We have looked at many more applications since the detailed survey in
[Fox:88b], and the general picture described above remains valid.
Industrial applications have less synchronous and more loosely
synchronous problems than academic problems. We have recently
recognized that many complicated problems are mixtures of the basic
classifications. The first major example with which I was involved was
a battle management simulation implemented by my collaborators at JPL
[Meier:89a]. This is formally asynchronous with temporally and
spatially irregular interconnections between various modules, such as
sensors for control platforms and input/output tasks. However, each
module uses a loosely synchronous algorithm, such as the multi-target
Kalman filter [Gottschalk:90b] or the target-weapon pairing
system. Thus, the whole metaproblem consists of a few (-50)
large grain asynchronous objects, each of which is a data parallel
synchronous or loosely synchronous algorithm. This type of
asynchronous problem can be implemented in a scaling fashion on
massively parallel machines. We call this a metaproblem or
asynchronous combination of several synchronous or loosely synchronous
problems. A similar example of this asynchronous or embarrassingly
synchronous problem class is machine vision and signal processing,
where one finds an asynchronous collection of data parallel modules to
perform various image processing tasks, such as stereo matching and
edge detection. Figure 8 illustrates another example
where we outline an approach to designing a new airframe that involves
aerodynamics, structures, radar signature, and the optimization
discussed later in Section 5.2. This figure also points out the
interesting analogy between heterogeneous metaproblems of class and a
heterogeneous computer network.
In the above cases, the asynchronous components of the problems were large grain modules with modest parallelism. This can be contrasted with Otto and Felten's MIMD computer chess algorithm, where the asynchornous evaluation of the pruned tree is ``massively parallel'' [Felten:88i]. Here, one can break the problem up into many loosely coupled but asynchronous parallel components, which give excellent and scalable parallel performance. Each asynchronous task is now a synchronous or loosely synchronous modestly parallel evaluation of a given chess position.

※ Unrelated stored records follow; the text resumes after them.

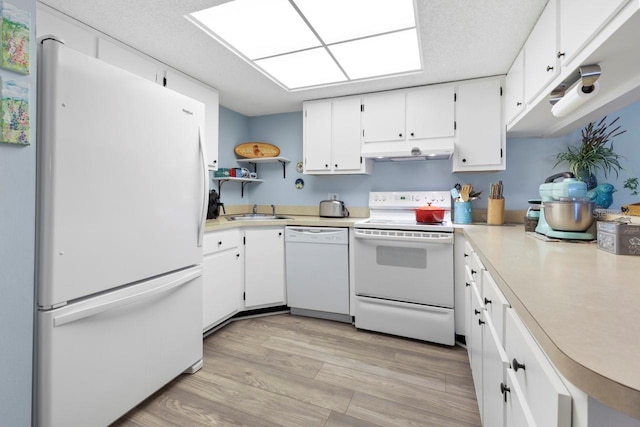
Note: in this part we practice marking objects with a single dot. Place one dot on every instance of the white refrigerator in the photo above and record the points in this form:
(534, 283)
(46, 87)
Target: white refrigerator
(122, 198)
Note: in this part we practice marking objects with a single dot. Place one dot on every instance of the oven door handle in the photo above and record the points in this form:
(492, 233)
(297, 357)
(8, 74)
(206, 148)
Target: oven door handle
(408, 236)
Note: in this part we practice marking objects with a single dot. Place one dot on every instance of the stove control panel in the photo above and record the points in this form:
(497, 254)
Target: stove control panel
(409, 199)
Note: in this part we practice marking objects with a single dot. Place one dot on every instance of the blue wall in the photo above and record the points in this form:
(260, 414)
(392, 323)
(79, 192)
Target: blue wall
(529, 162)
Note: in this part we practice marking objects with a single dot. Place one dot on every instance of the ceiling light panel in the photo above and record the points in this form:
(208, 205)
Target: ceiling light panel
(379, 56)
(311, 43)
(258, 28)
(301, 69)
(341, 20)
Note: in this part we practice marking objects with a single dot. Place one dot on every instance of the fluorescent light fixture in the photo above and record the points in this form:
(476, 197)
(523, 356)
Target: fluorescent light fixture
(303, 44)
(380, 55)
(301, 69)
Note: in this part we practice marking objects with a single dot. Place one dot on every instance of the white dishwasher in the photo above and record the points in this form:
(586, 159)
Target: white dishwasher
(317, 261)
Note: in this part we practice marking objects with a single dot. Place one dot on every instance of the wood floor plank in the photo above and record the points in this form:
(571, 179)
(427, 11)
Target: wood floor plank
(394, 390)
(265, 405)
(318, 326)
(395, 414)
(335, 398)
(337, 419)
(287, 362)
(284, 370)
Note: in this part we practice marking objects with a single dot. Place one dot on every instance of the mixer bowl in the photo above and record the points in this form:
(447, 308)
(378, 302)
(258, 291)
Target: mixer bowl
(569, 215)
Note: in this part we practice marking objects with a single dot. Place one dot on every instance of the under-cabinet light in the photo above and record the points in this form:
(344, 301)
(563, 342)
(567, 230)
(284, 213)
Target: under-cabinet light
(309, 43)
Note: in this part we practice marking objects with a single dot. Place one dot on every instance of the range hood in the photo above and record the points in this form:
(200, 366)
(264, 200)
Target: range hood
(428, 149)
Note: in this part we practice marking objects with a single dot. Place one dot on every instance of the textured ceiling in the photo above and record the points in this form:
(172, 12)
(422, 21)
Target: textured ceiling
(460, 39)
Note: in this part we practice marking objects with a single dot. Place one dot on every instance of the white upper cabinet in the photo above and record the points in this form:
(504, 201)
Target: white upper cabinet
(430, 112)
(409, 114)
(480, 133)
(317, 136)
(332, 143)
(541, 52)
(345, 135)
(383, 117)
(514, 89)
(209, 97)
(581, 20)
(127, 60)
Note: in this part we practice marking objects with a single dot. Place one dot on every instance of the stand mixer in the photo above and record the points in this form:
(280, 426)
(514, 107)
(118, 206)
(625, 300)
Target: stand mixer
(569, 187)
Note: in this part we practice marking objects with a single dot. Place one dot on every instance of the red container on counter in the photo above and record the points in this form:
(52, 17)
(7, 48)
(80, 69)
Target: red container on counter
(429, 214)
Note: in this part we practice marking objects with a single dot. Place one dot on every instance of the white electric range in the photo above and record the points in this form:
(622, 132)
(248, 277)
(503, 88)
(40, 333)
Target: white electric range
(404, 268)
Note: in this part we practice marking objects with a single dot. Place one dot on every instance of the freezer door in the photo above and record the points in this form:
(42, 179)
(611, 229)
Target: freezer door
(121, 182)
(100, 357)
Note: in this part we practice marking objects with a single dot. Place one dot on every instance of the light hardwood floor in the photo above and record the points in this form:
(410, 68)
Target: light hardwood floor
(284, 370)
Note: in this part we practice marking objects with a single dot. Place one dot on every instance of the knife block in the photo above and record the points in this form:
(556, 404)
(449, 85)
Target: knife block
(495, 211)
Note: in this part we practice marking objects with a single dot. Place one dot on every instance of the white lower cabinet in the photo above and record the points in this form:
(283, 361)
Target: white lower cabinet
(494, 363)
(264, 267)
(222, 277)
(474, 345)
(544, 393)
(517, 412)
(515, 383)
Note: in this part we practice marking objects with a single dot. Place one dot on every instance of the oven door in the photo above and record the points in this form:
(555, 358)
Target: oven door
(405, 266)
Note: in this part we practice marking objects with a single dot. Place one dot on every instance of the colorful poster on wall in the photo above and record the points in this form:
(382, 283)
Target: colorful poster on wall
(16, 31)
(14, 126)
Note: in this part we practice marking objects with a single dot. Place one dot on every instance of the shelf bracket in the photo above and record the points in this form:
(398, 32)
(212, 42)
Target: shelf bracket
(282, 162)
(284, 168)
(242, 189)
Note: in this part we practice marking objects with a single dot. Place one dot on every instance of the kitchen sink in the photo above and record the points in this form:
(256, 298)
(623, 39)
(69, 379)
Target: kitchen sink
(255, 217)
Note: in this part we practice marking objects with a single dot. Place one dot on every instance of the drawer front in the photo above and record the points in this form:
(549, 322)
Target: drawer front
(218, 241)
(542, 389)
(468, 250)
(495, 303)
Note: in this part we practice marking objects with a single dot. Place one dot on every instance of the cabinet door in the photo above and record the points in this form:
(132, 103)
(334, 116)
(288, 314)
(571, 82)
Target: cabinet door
(209, 97)
(222, 287)
(517, 413)
(135, 63)
(264, 267)
(514, 89)
(383, 117)
(430, 112)
(495, 303)
(480, 126)
(345, 134)
(542, 389)
(541, 53)
(477, 321)
(222, 277)
(578, 29)
(493, 370)
(317, 136)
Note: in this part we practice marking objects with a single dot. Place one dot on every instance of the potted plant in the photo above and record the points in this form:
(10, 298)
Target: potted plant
(596, 153)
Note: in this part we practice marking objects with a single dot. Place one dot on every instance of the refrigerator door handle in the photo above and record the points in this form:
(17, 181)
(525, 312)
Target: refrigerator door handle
(205, 189)
(85, 312)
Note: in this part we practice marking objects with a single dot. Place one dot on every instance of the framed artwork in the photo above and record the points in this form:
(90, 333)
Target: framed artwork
(16, 35)
(14, 126)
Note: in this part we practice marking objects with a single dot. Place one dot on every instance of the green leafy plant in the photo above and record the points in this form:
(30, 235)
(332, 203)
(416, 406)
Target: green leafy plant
(596, 153)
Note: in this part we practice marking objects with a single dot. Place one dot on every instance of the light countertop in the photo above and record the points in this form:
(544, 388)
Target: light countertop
(223, 222)
(580, 303)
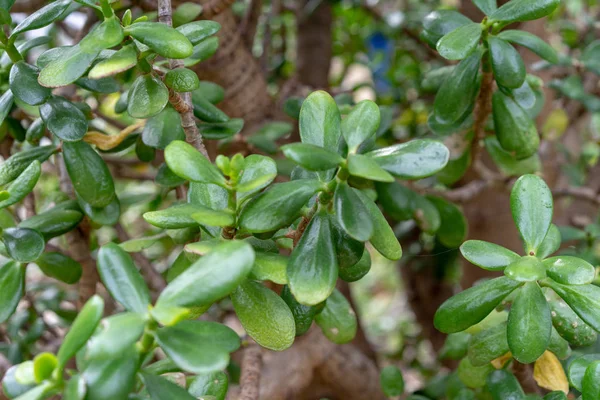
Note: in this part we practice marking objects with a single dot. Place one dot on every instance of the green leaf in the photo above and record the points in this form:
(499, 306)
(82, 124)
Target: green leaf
(453, 227)
(337, 320)
(277, 207)
(198, 346)
(313, 269)
(412, 160)
(182, 80)
(570, 270)
(515, 130)
(23, 185)
(89, 174)
(270, 266)
(383, 239)
(312, 157)
(507, 64)
(551, 242)
(459, 43)
(42, 17)
(472, 305)
(160, 388)
(24, 84)
(187, 162)
(456, 98)
(64, 119)
(503, 386)
(320, 121)
(360, 124)
(531, 207)
(122, 60)
(104, 36)
(212, 384)
(59, 266)
(12, 280)
(162, 39)
(23, 244)
(163, 128)
(578, 367)
(524, 10)
(197, 31)
(264, 316)
(583, 299)
(122, 279)
(529, 324)
(532, 42)
(351, 213)
(526, 269)
(488, 345)
(392, 381)
(221, 271)
(591, 381)
(486, 6)
(366, 167)
(81, 330)
(70, 65)
(111, 378)
(147, 97)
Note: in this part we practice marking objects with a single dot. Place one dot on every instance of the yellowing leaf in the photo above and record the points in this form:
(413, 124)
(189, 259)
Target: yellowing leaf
(499, 362)
(549, 373)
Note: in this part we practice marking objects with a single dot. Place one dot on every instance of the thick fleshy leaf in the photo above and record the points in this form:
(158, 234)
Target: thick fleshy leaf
(529, 324)
(360, 124)
(147, 97)
(507, 64)
(81, 330)
(532, 42)
(23, 185)
(337, 320)
(320, 121)
(160, 388)
(531, 207)
(583, 299)
(351, 213)
(187, 162)
(198, 346)
(122, 279)
(59, 266)
(24, 84)
(456, 97)
(89, 174)
(264, 316)
(366, 167)
(503, 386)
(69, 66)
(42, 17)
(459, 43)
(412, 160)
(570, 270)
(526, 269)
(12, 276)
(488, 345)
(313, 269)
(162, 39)
(23, 244)
(524, 10)
(277, 207)
(312, 157)
(197, 31)
(221, 271)
(120, 61)
(64, 119)
(472, 305)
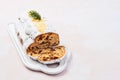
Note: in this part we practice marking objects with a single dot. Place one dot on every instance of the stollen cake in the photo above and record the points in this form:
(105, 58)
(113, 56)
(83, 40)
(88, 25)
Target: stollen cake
(46, 47)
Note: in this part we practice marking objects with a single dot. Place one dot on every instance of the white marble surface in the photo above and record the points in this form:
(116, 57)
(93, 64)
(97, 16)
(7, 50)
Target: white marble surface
(91, 29)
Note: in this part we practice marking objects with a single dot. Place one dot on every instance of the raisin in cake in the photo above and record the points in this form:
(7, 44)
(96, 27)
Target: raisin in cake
(48, 39)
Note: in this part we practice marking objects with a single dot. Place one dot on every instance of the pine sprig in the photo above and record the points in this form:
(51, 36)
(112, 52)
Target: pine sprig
(34, 14)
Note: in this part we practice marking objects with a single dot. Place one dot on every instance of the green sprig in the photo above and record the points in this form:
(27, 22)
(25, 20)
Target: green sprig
(34, 14)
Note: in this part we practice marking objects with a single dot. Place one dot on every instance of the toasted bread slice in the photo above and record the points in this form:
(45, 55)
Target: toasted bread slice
(48, 39)
(51, 53)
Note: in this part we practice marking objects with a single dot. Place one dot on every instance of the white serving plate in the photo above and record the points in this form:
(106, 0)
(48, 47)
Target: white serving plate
(32, 64)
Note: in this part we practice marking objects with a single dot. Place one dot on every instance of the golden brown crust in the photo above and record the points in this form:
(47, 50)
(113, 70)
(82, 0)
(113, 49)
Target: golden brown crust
(51, 53)
(48, 39)
(45, 47)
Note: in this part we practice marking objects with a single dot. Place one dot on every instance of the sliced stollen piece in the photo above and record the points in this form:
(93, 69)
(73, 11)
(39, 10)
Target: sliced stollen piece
(48, 39)
(51, 55)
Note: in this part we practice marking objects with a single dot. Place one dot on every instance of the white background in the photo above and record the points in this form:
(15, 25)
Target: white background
(91, 29)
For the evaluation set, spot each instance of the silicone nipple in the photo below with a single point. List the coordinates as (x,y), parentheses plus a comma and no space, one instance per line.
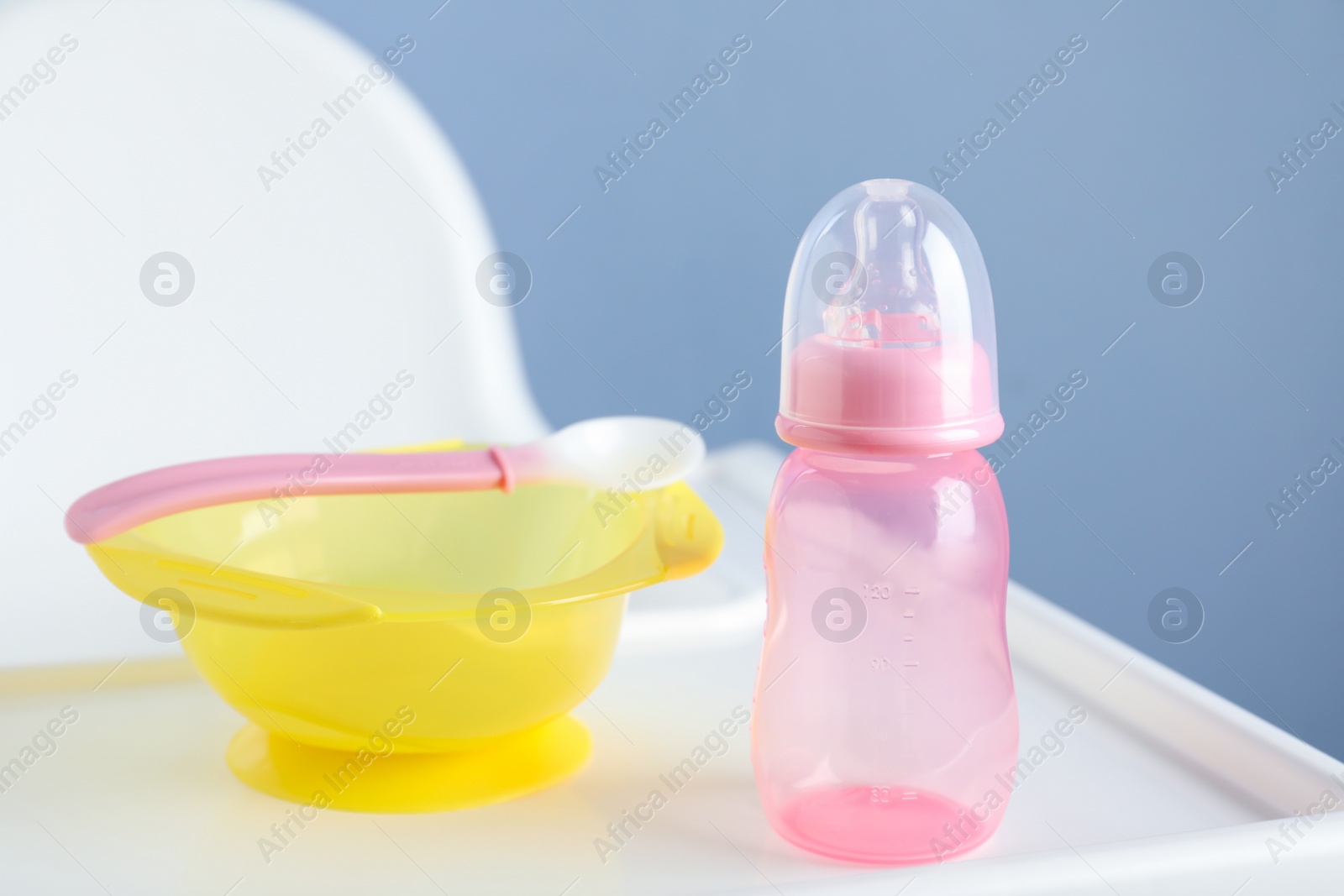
(889,328)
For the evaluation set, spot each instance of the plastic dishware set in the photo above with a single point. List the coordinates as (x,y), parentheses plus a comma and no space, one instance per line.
(423,621)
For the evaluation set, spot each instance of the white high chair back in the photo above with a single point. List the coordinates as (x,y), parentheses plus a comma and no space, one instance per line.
(226,230)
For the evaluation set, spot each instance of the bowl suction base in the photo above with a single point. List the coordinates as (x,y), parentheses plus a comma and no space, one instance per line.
(407,782)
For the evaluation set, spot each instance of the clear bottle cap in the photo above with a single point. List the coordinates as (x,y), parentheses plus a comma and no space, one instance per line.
(889,328)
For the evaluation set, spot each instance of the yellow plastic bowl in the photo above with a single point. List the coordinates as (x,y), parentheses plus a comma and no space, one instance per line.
(484,617)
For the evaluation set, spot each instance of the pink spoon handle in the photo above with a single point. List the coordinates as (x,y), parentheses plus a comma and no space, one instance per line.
(127,503)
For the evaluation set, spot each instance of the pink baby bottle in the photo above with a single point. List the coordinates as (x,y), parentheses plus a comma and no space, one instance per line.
(886,721)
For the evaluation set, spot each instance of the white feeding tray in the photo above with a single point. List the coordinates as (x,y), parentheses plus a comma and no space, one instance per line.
(1163,789)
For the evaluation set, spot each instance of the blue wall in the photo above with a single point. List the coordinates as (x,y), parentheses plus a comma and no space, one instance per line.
(1156,140)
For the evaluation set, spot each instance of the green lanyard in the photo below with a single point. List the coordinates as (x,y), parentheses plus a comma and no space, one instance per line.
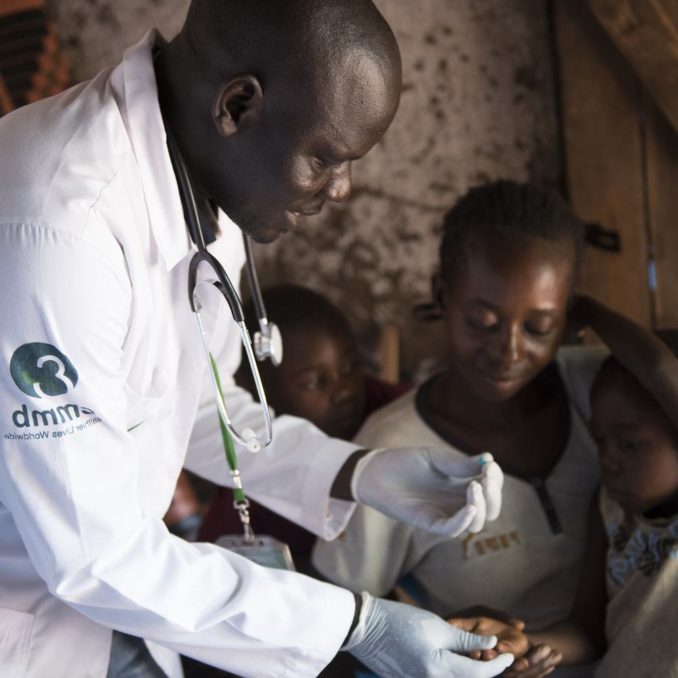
(240,501)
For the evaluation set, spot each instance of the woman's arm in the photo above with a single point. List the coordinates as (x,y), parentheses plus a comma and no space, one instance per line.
(581,638)
(642,353)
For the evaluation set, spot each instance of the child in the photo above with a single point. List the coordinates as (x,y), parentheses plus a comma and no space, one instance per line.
(508,265)
(634,402)
(321,378)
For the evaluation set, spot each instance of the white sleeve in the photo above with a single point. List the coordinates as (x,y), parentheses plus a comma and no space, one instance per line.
(294,474)
(75,499)
(374,551)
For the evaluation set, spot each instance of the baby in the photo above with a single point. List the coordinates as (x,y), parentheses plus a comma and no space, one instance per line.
(628,594)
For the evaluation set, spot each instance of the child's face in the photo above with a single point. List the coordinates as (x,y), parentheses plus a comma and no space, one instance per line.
(320,379)
(505,315)
(636,442)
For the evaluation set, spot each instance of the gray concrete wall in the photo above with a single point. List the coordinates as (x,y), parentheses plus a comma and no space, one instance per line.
(478,103)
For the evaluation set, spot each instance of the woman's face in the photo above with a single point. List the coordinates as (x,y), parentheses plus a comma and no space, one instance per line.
(505,314)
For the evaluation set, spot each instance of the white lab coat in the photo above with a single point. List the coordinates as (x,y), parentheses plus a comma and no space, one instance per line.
(93,261)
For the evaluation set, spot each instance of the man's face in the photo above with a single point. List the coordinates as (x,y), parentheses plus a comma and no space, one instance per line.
(284,165)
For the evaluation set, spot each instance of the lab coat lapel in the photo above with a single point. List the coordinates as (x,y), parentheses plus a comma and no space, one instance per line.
(147,134)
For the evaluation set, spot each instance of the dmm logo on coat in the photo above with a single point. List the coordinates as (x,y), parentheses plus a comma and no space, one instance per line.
(41,371)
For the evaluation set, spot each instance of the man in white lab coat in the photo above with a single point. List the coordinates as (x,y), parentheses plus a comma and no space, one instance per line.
(103,392)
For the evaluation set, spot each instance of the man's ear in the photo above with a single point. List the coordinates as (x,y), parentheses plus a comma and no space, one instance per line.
(438,290)
(238,100)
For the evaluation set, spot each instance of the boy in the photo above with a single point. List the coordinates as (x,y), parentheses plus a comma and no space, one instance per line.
(321,379)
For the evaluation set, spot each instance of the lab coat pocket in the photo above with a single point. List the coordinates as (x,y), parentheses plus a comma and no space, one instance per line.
(16,632)
(149,406)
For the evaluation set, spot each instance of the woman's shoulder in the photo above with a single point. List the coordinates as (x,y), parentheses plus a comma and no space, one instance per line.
(577,366)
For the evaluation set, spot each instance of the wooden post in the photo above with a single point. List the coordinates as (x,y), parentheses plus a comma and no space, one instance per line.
(604,157)
(646,33)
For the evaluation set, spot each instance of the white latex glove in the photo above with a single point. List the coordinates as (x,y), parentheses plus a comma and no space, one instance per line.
(430,488)
(396,640)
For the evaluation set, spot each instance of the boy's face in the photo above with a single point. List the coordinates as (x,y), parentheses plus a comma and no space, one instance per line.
(320,379)
(505,313)
(636,442)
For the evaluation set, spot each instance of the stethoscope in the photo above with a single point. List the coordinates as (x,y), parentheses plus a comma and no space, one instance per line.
(267,342)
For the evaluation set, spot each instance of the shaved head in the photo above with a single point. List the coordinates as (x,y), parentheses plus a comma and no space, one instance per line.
(272,100)
(285,38)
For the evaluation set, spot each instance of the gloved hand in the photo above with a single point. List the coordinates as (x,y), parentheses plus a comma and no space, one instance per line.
(396,640)
(430,488)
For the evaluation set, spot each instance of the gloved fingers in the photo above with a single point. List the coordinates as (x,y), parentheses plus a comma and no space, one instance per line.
(476,498)
(457,665)
(465,641)
(492,481)
(463,469)
(452,526)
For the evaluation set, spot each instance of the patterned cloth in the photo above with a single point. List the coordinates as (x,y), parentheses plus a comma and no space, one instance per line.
(642,587)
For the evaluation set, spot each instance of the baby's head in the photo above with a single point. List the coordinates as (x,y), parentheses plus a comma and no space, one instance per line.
(637,442)
(320,377)
(508,264)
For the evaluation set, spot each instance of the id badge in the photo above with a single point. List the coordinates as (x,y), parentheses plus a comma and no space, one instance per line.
(264,550)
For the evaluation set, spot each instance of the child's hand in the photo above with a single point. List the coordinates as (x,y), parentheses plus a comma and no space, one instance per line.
(539,660)
(510,636)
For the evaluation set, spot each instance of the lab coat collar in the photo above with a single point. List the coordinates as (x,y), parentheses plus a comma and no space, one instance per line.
(147,134)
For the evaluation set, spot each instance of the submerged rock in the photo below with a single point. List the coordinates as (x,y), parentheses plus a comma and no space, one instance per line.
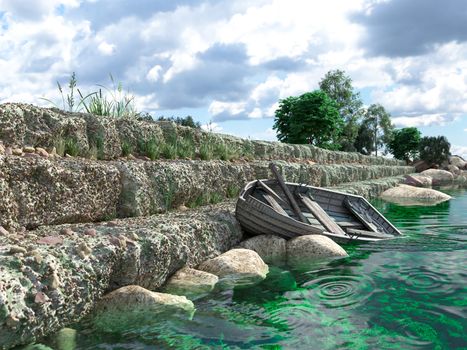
(237,267)
(272,249)
(132,307)
(304,250)
(439,176)
(409,195)
(191,283)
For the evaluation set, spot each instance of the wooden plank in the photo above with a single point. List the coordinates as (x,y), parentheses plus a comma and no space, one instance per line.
(287,193)
(273,203)
(366,221)
(365,233)
(321,215)
(269,191)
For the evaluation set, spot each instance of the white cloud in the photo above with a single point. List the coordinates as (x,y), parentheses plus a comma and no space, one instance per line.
(459,150)
(422,120)
(154,73)
(212,127)
(106,48)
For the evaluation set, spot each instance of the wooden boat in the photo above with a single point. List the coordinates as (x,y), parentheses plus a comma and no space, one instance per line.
(263,207)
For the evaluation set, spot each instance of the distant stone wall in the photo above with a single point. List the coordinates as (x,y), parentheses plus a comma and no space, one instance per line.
(37,191)
(28,125)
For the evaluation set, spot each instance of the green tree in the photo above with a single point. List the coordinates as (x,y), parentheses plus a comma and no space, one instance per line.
(309,118)
(434,149)
(405,143)
(377,122)
(339,87)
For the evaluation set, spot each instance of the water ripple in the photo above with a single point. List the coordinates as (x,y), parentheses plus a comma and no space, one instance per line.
(339,291)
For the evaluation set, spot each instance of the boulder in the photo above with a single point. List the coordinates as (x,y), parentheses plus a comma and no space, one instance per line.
(421,165)
(438,176)
(271,248)
(303,250)
(458,162)
(409,195)
(191,283)
(418,180)
(237,267)
(132,307)
(453,169)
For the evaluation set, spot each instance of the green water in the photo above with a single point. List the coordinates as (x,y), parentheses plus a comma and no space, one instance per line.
(407,293)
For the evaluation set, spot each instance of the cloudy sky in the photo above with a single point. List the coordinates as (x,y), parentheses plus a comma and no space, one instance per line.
(227,63)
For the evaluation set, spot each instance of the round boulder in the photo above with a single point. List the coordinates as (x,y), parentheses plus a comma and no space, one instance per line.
(271,248)
(237,267)
(307,249)
(191,283)
(458,162)
(438,176)
(418,180)
(132,307)
(409,195)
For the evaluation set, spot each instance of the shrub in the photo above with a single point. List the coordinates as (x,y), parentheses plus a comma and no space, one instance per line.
(434,149)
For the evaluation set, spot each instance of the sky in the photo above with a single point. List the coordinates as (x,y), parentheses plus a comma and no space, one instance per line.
(228,63)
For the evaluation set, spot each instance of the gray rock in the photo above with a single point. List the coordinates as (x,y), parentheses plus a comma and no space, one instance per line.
(409,195)
(438,176)
(304,250)
(271,248)
(237,267)
(132,307)
(418,180)
(453,169)
(458,162)
(191,283)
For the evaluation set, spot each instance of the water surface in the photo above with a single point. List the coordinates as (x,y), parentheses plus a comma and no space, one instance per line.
(407,293)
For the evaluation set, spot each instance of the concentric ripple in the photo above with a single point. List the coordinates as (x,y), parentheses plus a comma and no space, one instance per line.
(339,291)
(422,280)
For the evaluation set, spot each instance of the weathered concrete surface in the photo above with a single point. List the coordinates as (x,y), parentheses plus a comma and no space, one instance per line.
(38,191)
(52,277)
(27,125)
(370,188)
(42,191)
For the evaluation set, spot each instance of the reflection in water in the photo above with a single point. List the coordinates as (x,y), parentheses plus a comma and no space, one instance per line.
(406,293)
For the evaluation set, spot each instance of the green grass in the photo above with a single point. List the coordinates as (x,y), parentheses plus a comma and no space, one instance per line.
(127,148)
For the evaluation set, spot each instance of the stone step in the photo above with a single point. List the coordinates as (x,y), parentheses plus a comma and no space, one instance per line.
(38,191)
(27,125)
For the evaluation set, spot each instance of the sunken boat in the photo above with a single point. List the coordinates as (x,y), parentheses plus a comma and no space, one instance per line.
(290,210)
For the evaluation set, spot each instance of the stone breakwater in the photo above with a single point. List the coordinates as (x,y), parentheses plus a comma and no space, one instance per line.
(38,191)
(28,125)
(53,276)
(61,245)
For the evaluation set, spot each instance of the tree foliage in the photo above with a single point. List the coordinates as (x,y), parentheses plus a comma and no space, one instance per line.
(434,149)
(405,143)
(339,87)
(309,118)
(377,123)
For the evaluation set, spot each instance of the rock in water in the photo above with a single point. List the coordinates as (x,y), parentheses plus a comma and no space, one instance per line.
(438,176)
(133,307)
(272,249)
(303,250)
(409,195)
(191,283)
(418,180)
(237,267)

There were a few examples mentioned above of metaproblems in our original survey, but a major part of Table 4, from our New York State activity, is the Information Integration classification, including manufacturing and the applications 25-33 are essentially all metaproblems. As stated boldly in Table 1, this class is the most important long-term area for HPCC. Further, as in battle management case, many problems that formerly appear asynchronous and were classified in this way in our original survey, are in fact metaproblems. Thus, the parallelism does not come from the difficult (impossible?) asynchronous structure, but the synchronous or loosely synchronous components buried inside the asynchronous shell. Thus, we believe metaproblems and their software support very important.